Time-averaged global reflectance maps, conditioned on cloudiness or terrain type

We begin with the time-averaged images of the ocean only, that is, for a given pixel grid location, excluding all images containing (geological) land at a given pixel and all cloud-containing images as determined by the EPIC cloud mask (Zhou et al., 2021). Hence, the number of contributing reflectances varies from one pixel to another (see Appendix). The result is shown in Figure 2, where the conditioning is such that reflectance from a given image contributes to the sample mean only if there is a cloud-free ocean surface within a given pixel as the sunlit Earth spins underneath. The three rows in Figure 2 are for the three wavelengths indicated in the legend, and the Rayleigh effect of atmospheric scattering is evident in the overall brightness. In accordance with the “blue-sky” Rayleigh λ−4 scattering (with λ denoting the wavelength), the atmosphere is brightest at 443 nm. The bright snow-covered regions at the north and south poles are beacons of the seasonal progression due to the tilt of the Earth’s axis, as one compares the three columns of Figure 2. The black lines again demarcate equatorial lines at the beginning and end of the month.

Figure 2 shows three prominent features involving seasons, orbits, and ocean waves. These features are (i) bright polar caps (of which the spatial extent depends on the time of the year); (ii) the presence of bright edges (left in June and right in December); and (iii) the central bright spot.
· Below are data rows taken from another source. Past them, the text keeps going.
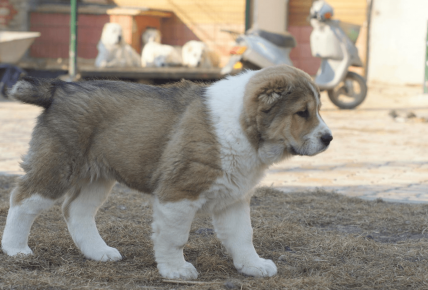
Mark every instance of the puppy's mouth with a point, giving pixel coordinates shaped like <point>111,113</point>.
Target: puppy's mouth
<point>293,151</point>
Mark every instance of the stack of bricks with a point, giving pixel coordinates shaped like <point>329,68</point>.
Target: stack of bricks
<point>55,34</point>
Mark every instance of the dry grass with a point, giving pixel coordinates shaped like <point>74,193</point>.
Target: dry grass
<point>319,240</point>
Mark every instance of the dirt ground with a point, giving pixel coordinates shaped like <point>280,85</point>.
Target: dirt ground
<point>318,239</point>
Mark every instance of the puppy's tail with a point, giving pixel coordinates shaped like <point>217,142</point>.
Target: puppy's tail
<point>34,91</point>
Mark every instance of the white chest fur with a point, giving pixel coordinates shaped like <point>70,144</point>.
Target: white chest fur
<point>239,160</point>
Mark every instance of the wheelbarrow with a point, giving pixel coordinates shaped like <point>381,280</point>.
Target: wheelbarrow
<point>13,45</point>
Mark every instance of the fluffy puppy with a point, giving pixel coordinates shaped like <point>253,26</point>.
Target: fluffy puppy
<point>151,35</point>
<point>113,51</point>
<point>198,54</point>
<point>155,54</point>
<point>194,147</point>
<point>159,55</point>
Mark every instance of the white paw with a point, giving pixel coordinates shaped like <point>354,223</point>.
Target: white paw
<point>10,251</point>
<point>104,254</point>
<point>185,271</point>
<point>257,268</point>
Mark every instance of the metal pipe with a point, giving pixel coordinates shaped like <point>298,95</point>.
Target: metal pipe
<point>73,41</point>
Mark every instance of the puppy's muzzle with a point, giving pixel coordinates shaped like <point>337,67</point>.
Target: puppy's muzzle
<point>326,139</point>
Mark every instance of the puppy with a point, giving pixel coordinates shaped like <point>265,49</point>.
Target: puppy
<point>159,55</point>
<point>151,35</point>
<point>198,54</point>
<point>113,51</point>
<point>155,54</point>
<point>195,147</point>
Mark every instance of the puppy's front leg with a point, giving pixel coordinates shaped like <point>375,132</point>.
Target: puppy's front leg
<point>233,228</point>
<point>171,226</point>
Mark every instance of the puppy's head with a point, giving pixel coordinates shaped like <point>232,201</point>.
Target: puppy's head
<point>112,34</point>
<point>194,53</point>
<point>281,114</point>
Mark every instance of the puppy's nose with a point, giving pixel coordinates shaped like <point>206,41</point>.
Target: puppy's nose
<point>326,139</point>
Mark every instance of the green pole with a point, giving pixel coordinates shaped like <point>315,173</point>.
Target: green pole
<point>247,14</point>
<point>73,40</point>
<point>426,65</point>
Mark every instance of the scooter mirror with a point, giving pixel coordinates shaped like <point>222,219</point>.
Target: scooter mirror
<point>321,10</point>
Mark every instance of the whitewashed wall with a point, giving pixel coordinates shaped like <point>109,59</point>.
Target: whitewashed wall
<point>397,41</point>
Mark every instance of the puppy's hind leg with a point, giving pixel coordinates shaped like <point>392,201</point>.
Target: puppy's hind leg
<point>22,212</point>
<point>79,209</point>
<point>171,226</point>
<point>233,228</point>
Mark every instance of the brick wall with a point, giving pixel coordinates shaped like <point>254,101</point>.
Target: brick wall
<point>198,20</point>
<point>55,34</point>
<point>298,25</point>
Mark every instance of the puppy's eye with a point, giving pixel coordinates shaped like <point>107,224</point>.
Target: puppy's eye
<point>303,114</point>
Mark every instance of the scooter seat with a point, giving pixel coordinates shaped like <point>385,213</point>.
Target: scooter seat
<point>279,39</point>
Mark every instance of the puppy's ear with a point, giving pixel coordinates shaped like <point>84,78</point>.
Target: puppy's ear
<point>269,99</point>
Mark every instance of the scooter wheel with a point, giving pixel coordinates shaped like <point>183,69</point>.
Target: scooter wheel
<point>350,93</point>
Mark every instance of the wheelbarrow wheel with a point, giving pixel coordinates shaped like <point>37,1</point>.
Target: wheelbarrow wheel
<point>350,93</point>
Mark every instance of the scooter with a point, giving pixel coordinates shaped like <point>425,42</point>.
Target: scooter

Before interpreting these features, one must be cautioned that these 1-month “exposure” images are “blurred” by the variable distance and angle between spacecraft and Earth because the spacecraft hovering around L1 causes modestly variable viewing geometry (Valero et al., 2021). For example, because of the DSCOVR Lissajous (halo) orbit about L1, the angular size of Earth varies during the 6-month orbital quasi-period from 0.45° to 0.53°. Similarly, the Sun Earth Vehicle (SEV) angle ranged from 6.75° to 10.25° in 2017. Recall that SEV = 180°—scattering angle between the solar and viewing directions. This blurring is examined briefly in the Appendix on the same data as in the bottom left panel of Figure 2 (cloud-free ocean pixels only) and found not to affect the interpretation significantly. Therefore, without image processing beyond the averaging of L1B data, we continue with the interpretation of the features (i)–(iii).
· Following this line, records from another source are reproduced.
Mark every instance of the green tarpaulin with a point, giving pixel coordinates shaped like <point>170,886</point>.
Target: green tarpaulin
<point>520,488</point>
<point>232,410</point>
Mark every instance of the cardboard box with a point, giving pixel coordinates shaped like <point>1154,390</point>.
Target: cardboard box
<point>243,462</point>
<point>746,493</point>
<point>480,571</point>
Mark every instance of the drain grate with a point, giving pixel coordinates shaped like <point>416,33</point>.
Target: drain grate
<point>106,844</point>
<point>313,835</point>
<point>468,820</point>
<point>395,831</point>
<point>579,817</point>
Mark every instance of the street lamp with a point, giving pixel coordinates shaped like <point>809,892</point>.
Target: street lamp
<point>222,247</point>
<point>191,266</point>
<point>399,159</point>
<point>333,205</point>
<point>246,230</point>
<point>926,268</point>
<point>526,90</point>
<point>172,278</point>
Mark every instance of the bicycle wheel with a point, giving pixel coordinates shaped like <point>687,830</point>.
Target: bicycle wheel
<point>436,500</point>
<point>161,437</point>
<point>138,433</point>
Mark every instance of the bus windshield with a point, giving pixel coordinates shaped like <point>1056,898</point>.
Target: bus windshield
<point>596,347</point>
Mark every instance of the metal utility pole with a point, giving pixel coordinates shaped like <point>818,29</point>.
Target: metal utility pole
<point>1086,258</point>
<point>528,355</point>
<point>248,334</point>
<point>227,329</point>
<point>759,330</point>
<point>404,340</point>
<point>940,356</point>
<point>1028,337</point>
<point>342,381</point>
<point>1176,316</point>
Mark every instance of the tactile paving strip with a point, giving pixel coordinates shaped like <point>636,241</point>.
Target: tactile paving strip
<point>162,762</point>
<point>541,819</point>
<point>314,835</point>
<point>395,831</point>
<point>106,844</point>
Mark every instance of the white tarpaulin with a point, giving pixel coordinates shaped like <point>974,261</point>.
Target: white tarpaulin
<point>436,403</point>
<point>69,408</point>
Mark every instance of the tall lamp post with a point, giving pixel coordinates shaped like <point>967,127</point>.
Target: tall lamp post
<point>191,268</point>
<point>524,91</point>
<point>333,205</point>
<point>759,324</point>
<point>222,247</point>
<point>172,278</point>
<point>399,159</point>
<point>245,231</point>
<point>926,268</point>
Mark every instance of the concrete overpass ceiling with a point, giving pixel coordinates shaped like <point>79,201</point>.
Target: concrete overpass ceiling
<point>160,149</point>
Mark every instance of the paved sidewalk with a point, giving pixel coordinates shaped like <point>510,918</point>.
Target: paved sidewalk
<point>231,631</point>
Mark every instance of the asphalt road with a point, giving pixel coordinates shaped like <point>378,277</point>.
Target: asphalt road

The brightest areas in Figure 2 are the snow-covered polar “ocean” regions, and, to a first approximation, the viewing direction here can be taken as that from the Sun. Then, the progression of the polar area reflectivity illustrates beautifully the physics of seasons based directly on satellite data. Although the theory of seasonal dependence is textbook material, to the best of our knowledge, no single simple display of this based on direct data (here, EPIC level 1B or L1B) exists. This Figure 2 type of display could enter textbooks as direct data-based evidence of seasonal patterns, yet it is possibly simple enough to be comprehensible to a high school student.
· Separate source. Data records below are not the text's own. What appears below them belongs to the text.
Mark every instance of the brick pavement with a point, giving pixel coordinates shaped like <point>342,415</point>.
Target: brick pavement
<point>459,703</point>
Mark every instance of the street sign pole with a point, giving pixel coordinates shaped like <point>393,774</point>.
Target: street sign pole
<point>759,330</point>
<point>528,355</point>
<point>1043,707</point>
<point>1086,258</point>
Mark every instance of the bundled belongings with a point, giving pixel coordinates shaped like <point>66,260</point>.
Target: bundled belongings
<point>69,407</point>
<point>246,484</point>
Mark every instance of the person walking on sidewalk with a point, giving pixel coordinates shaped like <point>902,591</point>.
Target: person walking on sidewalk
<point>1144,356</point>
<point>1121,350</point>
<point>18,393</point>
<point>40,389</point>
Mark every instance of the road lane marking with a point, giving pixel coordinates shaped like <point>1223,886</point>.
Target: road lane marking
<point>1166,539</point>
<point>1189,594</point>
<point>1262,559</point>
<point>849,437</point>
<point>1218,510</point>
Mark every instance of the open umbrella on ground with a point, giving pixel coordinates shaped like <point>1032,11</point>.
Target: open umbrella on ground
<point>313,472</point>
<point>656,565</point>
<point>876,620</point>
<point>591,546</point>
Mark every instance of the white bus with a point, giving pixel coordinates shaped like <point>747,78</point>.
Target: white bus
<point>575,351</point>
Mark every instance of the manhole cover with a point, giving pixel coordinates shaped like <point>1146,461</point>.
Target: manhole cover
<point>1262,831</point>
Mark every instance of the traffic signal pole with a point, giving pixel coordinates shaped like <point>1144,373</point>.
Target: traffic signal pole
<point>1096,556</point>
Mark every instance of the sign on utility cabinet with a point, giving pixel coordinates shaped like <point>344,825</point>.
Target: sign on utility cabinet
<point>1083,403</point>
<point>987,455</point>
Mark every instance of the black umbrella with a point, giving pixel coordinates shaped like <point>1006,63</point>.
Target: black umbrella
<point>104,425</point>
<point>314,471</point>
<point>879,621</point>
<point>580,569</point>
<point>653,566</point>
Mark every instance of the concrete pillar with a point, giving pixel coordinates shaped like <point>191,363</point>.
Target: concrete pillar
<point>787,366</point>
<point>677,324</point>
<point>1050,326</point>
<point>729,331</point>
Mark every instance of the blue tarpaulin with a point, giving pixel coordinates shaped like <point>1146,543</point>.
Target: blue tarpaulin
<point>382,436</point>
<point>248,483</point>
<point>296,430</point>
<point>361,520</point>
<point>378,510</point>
For example, let us focus on the middle column of Figure 2, taken during September, near the fall equinox. There is symmetry here between the Northern and Southern Hemisphere averages, and the Earth’s spin axis is perpendicular to the viewing direction. The left–right (dawn–dusk) symmetry also holds at equinoxes, even though the Earth’s obliquity (axial tilt) is 23.5°. The effect of the obliquity, however, is made obvious by Figure 2 construction in June and December, during the summer and winter solstices, respectively. For instance, the Earth’s axial tilt brings, say, the North Pole toward the viewer in June and away in December. Such images may become a valuable tool for data-driven educational outreach.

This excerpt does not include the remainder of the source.